Americans appear to have lost their chance at balancing the budget for the first time in 12 years, although President Carter still pays lip service to the concept.
With unemployment rising swiftly and recession deepening over the land, federal tax revenues will shrink and spending will grow.
A fiscal 1981 deficit of $40 billion is foreseen by Rep. Barber B. Conable Jr. (r) of New York, instead of the surplus budget which Mr. Carter hopefully projected.
Most of this shortfall, Mr. Conable says, will result simply from recession, even if the President and Congress withstand pressure to spend extra money to create jobs.
"The April unemployment increase alone [from 6.2 to 7 percent] would reduce tax receipts by $16 billion over the year," says AFL-CIO president Lane Kirkland , "thus highlighting the folly of trying to balance the budget in the midst of a recession."
added to this tax loss is at least $1.6 billion in extra unemployment compensation and related welfare payments that the US Treasury, under law, must pay out.
All analysts agree that the jobless rate will continue to climb, reaching 8 percent -- and possibly more -- by the end of this year or early 1981.
During the recession of November 1973-March 1975 -- worst of the postwar years -- unemployment soared to 9 percent before beginning to decline.
Inflation now is much higher than it was during the 1973-75 period, leaving the US in the worst of both worlds, as Alfred E. Kahn, chairman of the Council on Wage and Price Stability, puts it: high inflation, coupled with recession.
Debate now centers on whether the current recession will rival that of 1973- 75, which was occasioned largely by the "oil shock" engendered by the oil cartel's 400 percent jump in oil prices.
"I see nothing to cushion the free fall of the economy" into a recession deeper and longer than the "short and mild" downturn predicted by the President, says a highly respected private analyst.
Mr. Carter's chief economic advisers, meanwhile, are caught in a painful bind. Their instincts and knowledge tell them the recession will be sharper than the President admits.
Yet their public rhetoric must follow that of Mr. Carter. They cannot go further than their chief in describing the economic state.

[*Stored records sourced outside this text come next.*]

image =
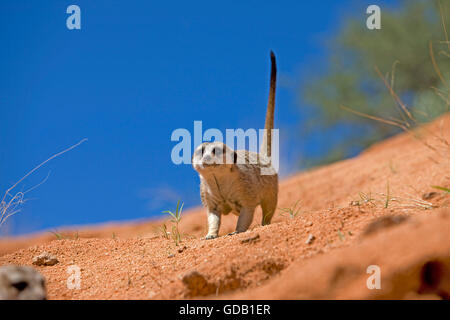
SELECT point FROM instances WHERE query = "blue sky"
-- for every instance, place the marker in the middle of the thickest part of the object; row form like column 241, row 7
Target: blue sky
column 136, row 71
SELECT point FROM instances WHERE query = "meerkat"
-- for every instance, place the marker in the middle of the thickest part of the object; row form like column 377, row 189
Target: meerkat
column 21, row 283
column 238, row 181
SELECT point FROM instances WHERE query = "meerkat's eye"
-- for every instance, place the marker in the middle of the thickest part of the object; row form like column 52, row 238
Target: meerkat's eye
column 217, row 152
column 20, row 285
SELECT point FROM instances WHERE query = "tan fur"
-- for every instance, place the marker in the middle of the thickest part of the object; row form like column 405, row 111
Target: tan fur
column 232, row 181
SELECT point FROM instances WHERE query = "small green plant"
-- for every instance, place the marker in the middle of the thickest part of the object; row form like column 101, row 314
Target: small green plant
column 163, row 231
column 293, row 211
column 447, row 190
column 363, row 199
column 176, row 218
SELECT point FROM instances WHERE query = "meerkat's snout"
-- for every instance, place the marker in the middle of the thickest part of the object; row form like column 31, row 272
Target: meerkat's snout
column 208, row 155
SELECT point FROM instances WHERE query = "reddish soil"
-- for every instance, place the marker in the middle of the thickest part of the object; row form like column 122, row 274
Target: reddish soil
column 342, row 206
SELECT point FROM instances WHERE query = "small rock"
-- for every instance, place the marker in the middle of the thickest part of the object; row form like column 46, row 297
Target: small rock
column 251, row 239
column 180, row 250
column 310, row 239
column 197, row 285
column 21, row 283
column 429, row 195
column 45, row 259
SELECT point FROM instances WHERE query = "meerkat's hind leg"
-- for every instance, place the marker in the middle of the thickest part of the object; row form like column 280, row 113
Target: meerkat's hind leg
column 268, row 207
column 213, row 225
column 245, row 219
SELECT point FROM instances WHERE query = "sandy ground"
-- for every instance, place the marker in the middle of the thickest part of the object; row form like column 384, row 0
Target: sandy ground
column 378, row 209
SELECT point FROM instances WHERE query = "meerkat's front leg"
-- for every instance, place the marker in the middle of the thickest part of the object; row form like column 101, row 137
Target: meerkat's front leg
column 213, row 225
column 245, row 219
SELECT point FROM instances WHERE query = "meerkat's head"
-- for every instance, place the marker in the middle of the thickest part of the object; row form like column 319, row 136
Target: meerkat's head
column 21, row 283
column 213, row 156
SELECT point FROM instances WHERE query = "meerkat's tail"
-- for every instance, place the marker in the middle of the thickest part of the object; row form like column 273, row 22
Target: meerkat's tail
column 266, row 146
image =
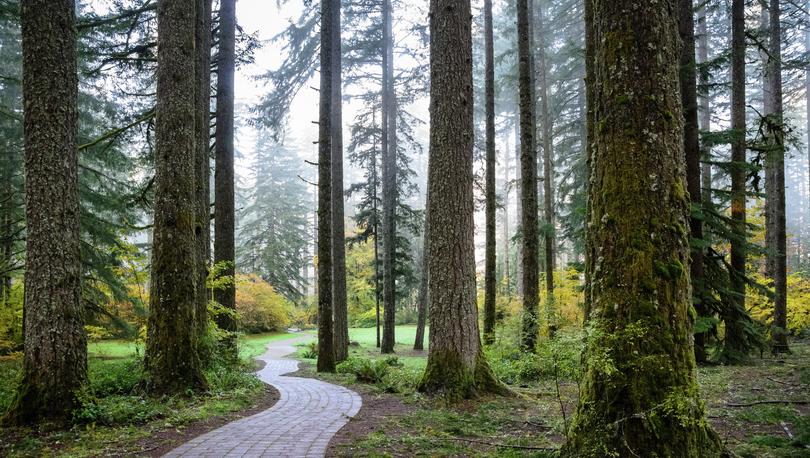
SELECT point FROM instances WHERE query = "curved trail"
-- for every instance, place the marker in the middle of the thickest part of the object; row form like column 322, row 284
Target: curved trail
column 301, row 424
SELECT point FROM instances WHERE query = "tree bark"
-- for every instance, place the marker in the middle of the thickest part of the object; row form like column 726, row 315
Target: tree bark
column 171, row 360
column 490, row 282
column 692, row 152
column 55, row 347
column 528, row 175
column 456, row 365
column 326, row 341
column 776, row 235
column 548, row 179
column 639, row 394
column 422, row 300
column 733, row 340
column 338, row 225
column 704, row 104
column 202, row 167
column 389, row 185
column 224, row 206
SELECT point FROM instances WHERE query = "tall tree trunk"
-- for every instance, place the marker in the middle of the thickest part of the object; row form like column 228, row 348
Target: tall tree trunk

All this puts enormous political pressure on both Congress and Mr. Carter to commit funds to alleviate growing distress among Americans hardest hit by recession.
"In Detroit," said Rep. Guy Vander Jagt (R) of Michigan, "There is 35 percent unemployment among auto workers; 55 percent of young blacks are jobless; and 700 policemen have been laid off."
Detroit is where Republicans will meet in July to nominate their presidential candidate and to tell Americans what they can expect from Republican leadership.
Pressure to stimulate the economy or to reduce taxes, in other words, cuts across political lines and affects Democrats and Republicans alike.
On the Democratic side, Sen. Edward M. Kennedy (D) of Massachusetts demands higher spending to help the poor, jobless, and disadvantaged.
Until recently, this appeal appeared to fall on relatively deaf ears among middle-class Americans, alarmed by inflation. Prices remain high, but -- with more Americans losing their jobs -- Senator Kennedy's economic policy may strike more responsive chords.
"Currency markets," warns Bruce K. MacLaury, president of the Brookings Institution, "will not give the President the luxury" of stimulating the economy too much.
Pump-priming the economy, he said, would give foreign investors a signal that the US fight against inflation had been downgraded, prompting them to flee from the dollar into other currencies.
A weak dollar, in turn, would force the Federal Reserve Board to jack up interest rates to attract investors and to give a counter signal that the US central bank, at least, was determined to curb inflation.